The fru-labeled circuitry in D. subobscura

The finding that the fru gene functions are conserved leads to the question of how this gene contributes to the production of distinctly different mating behaviors in the two species of Drosophila. In an effort to answer this question, we first attempted to determine whether fru-expressing neurons in D. subobscura are able to generate mating behavior elements unique to this species, by optogenetically activating these neurons via the channelrhodopsin Chrimson (csChrimson; Klapoetke et al., 2014). Unlike for the genetic model of D. melanogaster (Venken et al., 2011), no genetic tools for this approach are available in D. subobscura. In D. melanogaster, a fru-specific GAL4 is used to drive a UAS-csChrimson transgene for the activation of fru-expressing neurons. For the purpose of visualizing activated fru-expressing cells, a visible marker such as UAS-GFP is also required.

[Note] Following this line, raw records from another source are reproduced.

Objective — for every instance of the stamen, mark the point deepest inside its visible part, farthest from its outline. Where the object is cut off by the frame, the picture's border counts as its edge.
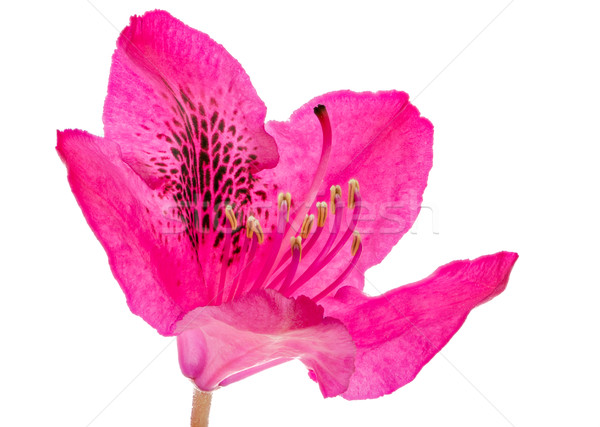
(356, 251)
(253, 226)
(322, 213)
(335, 190)
(296, 245)
(284, 211)
(352, 188)
(287, 197)
(321, 261)
(241, 266)
(321, 113)
(251, 255)
(307, 225)
(317, 264)
(225, 257)
(230, 215)
(356, 242)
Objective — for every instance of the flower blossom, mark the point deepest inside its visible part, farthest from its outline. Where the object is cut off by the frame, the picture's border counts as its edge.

Because transforming flies per se is quite difficult in D. subobscura, we endeavored to edit the native fru locus so that it expresses mVenus-tagged csChrimson instead of FruM by means of the CRISPR/Cas9 system, rather than generating three transformant lines respectively carrying fru-GAL4, UAS-csChrimson, and UAS-GFP. To confer GAL4-responsiveness onto the edited fru allele, UAS-csChrimson-mVenus, rather than the coding region for csChrimson-mVenus alone, was knocked into the fru locus of D. subobscura (Fig. 3A). To leave room for further modifications of the edited fru locus, we once again included attP in the donor vector, along with 3xP3DsRed-p(A) (Fig. 3A).

Figure 3.

Figure 3.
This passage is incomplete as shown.